My twin sis and me have been avid readers of yours truly since forever and now Sis is in a pickle. Apart from having the same looks and sexual identity (BISEXUAL!!! (just doing my part for bi visibility!)), we have very different personalities and I really don't know what to advise her.
Sis has a boyfriend of three years and they have a sweet toddler together. In May he fell in love with another woman who is married with children. This woman's husband is oblivious to the whole affair and Sis only found out about it by accident. Sis's boyfriend claims to be absolutely in love with the other woman, whom he considers his soul mate, but Sis can't decide whether to leave or not. Or tell the other woman's husband or not. Sis says she still loves her boyfriend and can't decide what to do.
IMHO Sis's boyfriend has a serious problem with staying in a relationship and accepting normal relationship dynamics. By his own admission, he needs to feel "in love" and also thinks that one sign of true love is always having this head-over-heels-in-love feeling. (He is 45 and not 15, btw.) He also appears to stumble from one overlapping relationship to another. Some background: he left his wife of a couple months for my sister and he was once married before that marriage.

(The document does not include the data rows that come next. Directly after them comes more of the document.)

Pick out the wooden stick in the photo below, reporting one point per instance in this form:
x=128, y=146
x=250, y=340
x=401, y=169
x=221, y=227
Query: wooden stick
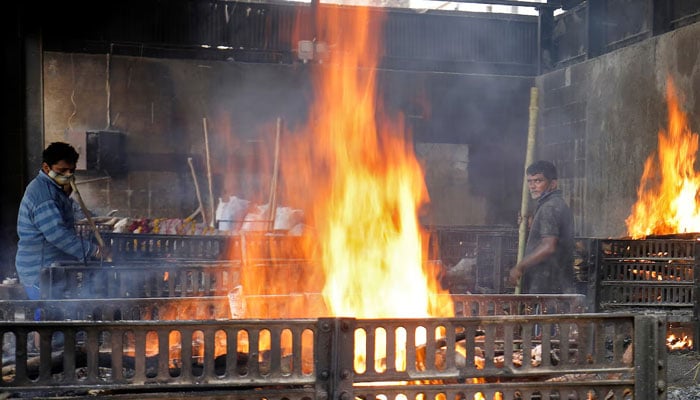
x=196, y=189
x=273, y=183
x=522, y=232
x=206, y=151
x=100, y=242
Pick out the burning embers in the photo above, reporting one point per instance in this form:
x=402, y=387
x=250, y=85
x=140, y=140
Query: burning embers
x=678, y=338
x=667, y=200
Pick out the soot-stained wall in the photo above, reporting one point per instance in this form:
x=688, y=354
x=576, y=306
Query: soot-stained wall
x=160, y=105
x=600, y=121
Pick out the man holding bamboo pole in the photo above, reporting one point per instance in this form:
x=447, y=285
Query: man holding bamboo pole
x=547, y=266
x=45, y=224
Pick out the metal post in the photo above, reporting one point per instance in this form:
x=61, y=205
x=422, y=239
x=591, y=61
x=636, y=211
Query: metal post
x=650, y=357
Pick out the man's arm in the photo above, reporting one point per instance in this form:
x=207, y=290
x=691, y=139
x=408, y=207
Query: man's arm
x=544, y=250
x=49, y=221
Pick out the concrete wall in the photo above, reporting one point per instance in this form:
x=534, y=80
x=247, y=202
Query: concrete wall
x=600, y=121
x=159, y=105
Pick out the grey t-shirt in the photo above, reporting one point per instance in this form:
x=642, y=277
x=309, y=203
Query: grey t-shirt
x=556, y=274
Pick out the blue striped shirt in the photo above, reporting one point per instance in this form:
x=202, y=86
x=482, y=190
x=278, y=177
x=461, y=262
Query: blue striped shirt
x=46, y=230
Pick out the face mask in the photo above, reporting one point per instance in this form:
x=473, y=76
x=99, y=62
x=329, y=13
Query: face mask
x=60, y=179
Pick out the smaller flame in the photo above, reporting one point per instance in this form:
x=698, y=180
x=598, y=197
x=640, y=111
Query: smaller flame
x=667, y=197
x=680, y=342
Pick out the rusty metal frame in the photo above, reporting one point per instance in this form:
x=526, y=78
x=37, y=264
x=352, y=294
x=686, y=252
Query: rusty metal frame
x=593, y=347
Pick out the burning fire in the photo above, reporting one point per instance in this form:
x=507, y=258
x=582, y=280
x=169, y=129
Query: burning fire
x=674, y=342
x=366, y=182
x=667, y=197
x=353, y=170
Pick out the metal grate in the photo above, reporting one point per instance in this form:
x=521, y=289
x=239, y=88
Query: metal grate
x=139, y=279
x=261, y=307
x=615, y=356
x=648, y=274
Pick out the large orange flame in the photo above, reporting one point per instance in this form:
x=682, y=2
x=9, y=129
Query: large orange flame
x=353, y=167
x=667, y=197
x=371, y=246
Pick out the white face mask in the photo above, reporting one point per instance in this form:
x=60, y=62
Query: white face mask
x=61, y=179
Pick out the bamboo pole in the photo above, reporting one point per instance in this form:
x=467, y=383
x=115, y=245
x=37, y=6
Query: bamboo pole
x=531, y=131
x=211, y=193
x=199, y=195
x=272, y=211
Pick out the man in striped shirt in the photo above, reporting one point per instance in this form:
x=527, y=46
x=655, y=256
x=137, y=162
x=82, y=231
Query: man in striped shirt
x=45, y=224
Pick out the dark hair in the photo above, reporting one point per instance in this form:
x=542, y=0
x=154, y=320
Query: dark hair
x=58, y=151
x=545, y=168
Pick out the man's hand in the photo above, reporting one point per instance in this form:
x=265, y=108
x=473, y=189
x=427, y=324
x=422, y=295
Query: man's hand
x=103, y=253
x=515, y=274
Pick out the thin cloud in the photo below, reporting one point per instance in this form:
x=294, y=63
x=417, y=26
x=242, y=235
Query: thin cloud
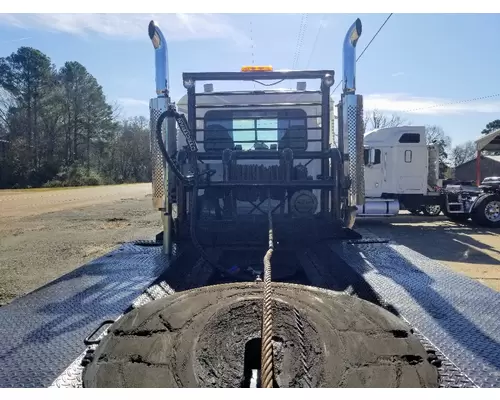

Sis's boyfriend is otherwise a really nice, charming (obviously), and fun guy, as well as a loving and devoted dad. So what should Sis do? DTMFA and maintain a cordial relationship for their kid's sake? Stick around and most likely suffer through the same shitty drama every other year or so until she finally gets dumped? Something else? It is not like Sis would have a problem getting another guy/girl, Dan, but she does seem to attract relationships full of drama and complicated people.
Need Savage Advice
My response after the jump...
Sis's boyfriend—the father of her child—is an idiot, NSA, and any woman who looked at his track record, listened to him run his mouth on the subjects of "true love" and "soul mates," and took up with him without expecting to be dumped herself in 36 months or less was seriously and sadly deluded. Your sister either didn't think this one through, NSA, or she did think it through and concluded that she would be the exception to his love-em-and-leave-em-to-love-someone-else rule. Either explanation makes your sister look bad: she didn't think this one through before scrambling her DNA together with this guy's DNA or she was conceited enough to believe that she was different from all the other girls he'd ever dated/fucked/married and dumped, i.e. she thought there was something wrong with them when there was something wrong with him.

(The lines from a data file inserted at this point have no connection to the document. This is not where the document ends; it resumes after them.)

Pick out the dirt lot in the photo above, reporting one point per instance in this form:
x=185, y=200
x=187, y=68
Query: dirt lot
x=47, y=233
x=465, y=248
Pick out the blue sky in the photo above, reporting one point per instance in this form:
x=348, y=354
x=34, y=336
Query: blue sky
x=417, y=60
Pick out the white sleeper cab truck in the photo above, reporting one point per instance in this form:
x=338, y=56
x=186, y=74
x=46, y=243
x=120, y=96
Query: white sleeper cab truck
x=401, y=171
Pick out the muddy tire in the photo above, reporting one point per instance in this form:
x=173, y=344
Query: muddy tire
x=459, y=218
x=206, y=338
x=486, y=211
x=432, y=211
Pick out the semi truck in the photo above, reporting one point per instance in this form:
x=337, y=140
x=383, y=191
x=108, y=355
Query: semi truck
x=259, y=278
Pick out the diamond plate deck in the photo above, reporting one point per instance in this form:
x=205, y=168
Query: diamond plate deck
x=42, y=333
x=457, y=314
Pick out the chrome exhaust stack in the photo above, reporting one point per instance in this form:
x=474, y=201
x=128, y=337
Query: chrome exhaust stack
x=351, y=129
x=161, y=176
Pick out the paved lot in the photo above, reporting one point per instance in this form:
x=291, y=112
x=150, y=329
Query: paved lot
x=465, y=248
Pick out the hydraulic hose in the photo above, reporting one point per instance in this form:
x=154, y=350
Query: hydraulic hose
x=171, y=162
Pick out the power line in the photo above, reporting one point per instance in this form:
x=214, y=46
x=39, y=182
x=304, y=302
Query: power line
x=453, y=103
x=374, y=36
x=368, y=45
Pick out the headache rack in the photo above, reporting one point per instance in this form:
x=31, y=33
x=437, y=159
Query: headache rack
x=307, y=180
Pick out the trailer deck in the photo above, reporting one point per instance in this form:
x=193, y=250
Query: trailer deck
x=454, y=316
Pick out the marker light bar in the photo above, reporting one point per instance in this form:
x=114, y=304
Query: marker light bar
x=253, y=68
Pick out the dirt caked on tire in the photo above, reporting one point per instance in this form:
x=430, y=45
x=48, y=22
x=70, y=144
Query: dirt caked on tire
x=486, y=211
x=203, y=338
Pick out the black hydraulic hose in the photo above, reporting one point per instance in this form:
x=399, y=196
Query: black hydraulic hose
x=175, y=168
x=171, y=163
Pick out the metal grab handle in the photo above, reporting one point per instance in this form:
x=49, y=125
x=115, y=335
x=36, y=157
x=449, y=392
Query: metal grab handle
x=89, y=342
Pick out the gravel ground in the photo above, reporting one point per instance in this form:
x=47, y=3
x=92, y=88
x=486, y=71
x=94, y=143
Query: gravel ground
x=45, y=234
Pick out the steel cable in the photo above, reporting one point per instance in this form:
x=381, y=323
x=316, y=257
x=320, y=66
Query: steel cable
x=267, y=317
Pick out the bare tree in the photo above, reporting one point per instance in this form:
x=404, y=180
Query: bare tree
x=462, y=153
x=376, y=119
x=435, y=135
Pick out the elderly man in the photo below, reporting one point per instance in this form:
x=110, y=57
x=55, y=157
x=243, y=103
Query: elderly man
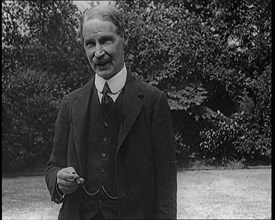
x=113, y=152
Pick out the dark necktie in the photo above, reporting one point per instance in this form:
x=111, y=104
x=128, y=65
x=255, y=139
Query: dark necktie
x=106, y=100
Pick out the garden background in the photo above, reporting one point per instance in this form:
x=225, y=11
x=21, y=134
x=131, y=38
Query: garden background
x=212, y=58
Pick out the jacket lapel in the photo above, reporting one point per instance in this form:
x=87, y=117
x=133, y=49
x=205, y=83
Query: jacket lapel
x=80, y=123
x=131, y=107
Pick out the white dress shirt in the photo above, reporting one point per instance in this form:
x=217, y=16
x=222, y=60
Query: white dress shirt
x=116, y=84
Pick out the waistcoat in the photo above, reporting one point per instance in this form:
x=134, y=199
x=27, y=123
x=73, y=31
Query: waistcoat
x=100, y=180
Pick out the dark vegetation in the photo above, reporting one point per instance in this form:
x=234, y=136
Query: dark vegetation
x=212, y=58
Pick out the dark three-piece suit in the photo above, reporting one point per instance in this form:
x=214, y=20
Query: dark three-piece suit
x=127, y=159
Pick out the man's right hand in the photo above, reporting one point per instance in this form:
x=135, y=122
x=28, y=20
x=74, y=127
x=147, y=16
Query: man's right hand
x=68, y=180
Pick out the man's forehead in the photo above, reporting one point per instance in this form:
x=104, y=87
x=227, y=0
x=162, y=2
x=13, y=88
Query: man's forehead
x=95, y=26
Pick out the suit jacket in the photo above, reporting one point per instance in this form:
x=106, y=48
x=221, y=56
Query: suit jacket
x=145, y=166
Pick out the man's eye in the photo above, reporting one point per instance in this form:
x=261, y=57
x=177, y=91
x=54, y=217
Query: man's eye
x=90, y=43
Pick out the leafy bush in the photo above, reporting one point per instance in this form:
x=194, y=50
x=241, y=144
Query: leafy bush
x=217, y=140
x=29, y=106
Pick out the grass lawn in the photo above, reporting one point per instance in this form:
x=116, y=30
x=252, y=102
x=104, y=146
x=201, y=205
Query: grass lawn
x=202, y=194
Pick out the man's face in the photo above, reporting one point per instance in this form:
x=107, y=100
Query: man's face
x=104, y=47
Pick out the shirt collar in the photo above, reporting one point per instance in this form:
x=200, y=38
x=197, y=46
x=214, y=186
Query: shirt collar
x=116, y=83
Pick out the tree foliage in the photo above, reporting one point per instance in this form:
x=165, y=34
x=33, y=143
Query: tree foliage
x=212, y=58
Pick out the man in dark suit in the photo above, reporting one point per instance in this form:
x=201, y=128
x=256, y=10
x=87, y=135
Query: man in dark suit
x=113, y=152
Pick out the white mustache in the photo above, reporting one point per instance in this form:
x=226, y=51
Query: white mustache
x=101, y=60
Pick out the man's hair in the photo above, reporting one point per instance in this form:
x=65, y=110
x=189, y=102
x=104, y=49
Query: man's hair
x=106, y=13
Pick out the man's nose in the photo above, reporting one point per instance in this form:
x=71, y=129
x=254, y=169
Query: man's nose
x=99, y=51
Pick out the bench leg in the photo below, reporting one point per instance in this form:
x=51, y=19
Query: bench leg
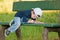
x=45, y=34
x=2, y=37
x=59, y=35
x=18, y=34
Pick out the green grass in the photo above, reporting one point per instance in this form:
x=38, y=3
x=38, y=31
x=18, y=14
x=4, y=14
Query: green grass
x=32, y=33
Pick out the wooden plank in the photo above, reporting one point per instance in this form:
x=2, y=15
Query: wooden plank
x=35, y=24
x=44, y=5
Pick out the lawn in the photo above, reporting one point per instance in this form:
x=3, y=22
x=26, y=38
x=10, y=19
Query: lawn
x=31, y=33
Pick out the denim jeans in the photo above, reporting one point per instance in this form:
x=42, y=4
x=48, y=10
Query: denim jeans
x=16, y=25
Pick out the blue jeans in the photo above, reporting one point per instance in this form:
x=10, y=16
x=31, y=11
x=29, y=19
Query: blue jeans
x=15, y=26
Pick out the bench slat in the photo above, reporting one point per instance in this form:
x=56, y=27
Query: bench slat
x=35, y=24
x=44, y=5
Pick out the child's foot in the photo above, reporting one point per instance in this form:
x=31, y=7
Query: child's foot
x=7, y=33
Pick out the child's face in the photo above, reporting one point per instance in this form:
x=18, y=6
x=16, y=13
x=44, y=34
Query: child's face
x=33, y=15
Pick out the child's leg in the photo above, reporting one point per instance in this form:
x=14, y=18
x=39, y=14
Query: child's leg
x=16, y=24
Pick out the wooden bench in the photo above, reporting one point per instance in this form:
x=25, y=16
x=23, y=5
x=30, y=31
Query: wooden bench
x=44, y=5
x=47, y=28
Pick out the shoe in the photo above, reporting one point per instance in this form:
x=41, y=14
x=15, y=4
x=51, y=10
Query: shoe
x=7, y=33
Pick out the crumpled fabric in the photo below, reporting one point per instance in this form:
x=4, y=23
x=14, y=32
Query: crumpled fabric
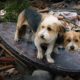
x=72, y=16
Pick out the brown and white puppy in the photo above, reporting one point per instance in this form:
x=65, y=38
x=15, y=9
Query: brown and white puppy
x=72, y=41
x=47, y=33
x=27, y=23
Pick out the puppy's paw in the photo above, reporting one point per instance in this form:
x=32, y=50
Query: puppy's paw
x=39, y=56
x=50, y=60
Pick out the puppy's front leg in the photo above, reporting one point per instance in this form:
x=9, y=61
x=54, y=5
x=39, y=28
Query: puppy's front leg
x=37, y=44
x=16, y=38
x=48, y=53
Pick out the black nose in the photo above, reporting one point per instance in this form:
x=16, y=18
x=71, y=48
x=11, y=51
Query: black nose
x=72, y=47
x=42, y=36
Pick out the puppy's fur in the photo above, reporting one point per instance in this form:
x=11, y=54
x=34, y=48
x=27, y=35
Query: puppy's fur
x=27, y=23
x=48, y=29
x=72, y=40
x=47, y=32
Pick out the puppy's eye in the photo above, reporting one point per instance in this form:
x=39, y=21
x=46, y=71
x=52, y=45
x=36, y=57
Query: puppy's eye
x=68, y=40
x=76, y=40
x=42, y=26
x=49, y=29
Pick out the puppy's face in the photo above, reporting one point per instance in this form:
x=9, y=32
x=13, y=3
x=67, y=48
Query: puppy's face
x=72, y=40
x=49, y=29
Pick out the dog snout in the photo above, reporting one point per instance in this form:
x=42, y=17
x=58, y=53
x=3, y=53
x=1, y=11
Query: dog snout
x=72, y=47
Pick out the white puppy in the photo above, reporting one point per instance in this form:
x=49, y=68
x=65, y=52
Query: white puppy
x=47, y=32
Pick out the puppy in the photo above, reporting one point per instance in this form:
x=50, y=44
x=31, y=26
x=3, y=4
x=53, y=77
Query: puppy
x=47, y=32
x=72, y=40
x=27, y=23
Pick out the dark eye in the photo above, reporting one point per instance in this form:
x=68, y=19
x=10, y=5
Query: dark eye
x=49, y=29
x=42, y=26
x=76, y=40
x=68, y=40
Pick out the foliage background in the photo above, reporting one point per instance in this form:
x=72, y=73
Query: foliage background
x=13, y=8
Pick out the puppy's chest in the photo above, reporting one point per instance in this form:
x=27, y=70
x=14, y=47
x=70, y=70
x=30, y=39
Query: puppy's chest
x=33, y=18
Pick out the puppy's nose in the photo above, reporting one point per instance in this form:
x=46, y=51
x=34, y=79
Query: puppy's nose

What should Sis do now? She can start by answering three questions:
1. How badly does she want this guy in her life?
2. How attached is she to sexual monogamy and romantic exclusivity?
3. How much time is she willing to invest in beating some sense into this nice, charming, fun idiot?
If she wants him in her life badly enough to ditch her (presumed) attachments to sexual monogamy and romantic exclusivity, NSA, then she should round up a bunch of books on polyamory, dump them in his lap, and offer him a deal: She'll be the dependable, supportive, low-key love in his life—and the co-parent of his child(ren)—and he'll still be free to pursue other women. He can enjoy the brand of infatuation that he has long misinterpreted as evidence of "true love" while at the same time enjoying a stable, loving, committed relationship with her. But this will only work if 1. this is something your sister wants (not just willing to settle for) and 2. your sister can somehow convince this idiot that he has routinely and disastrously mistaken "new relationship energy" emotional dynamics for "this is my soul mate" romcom bullshit. If the idiot can't see that—if your sister can't pound an epiphany into his head—there's no hope for salvaging a functional, stable, poly relationship out of this mess.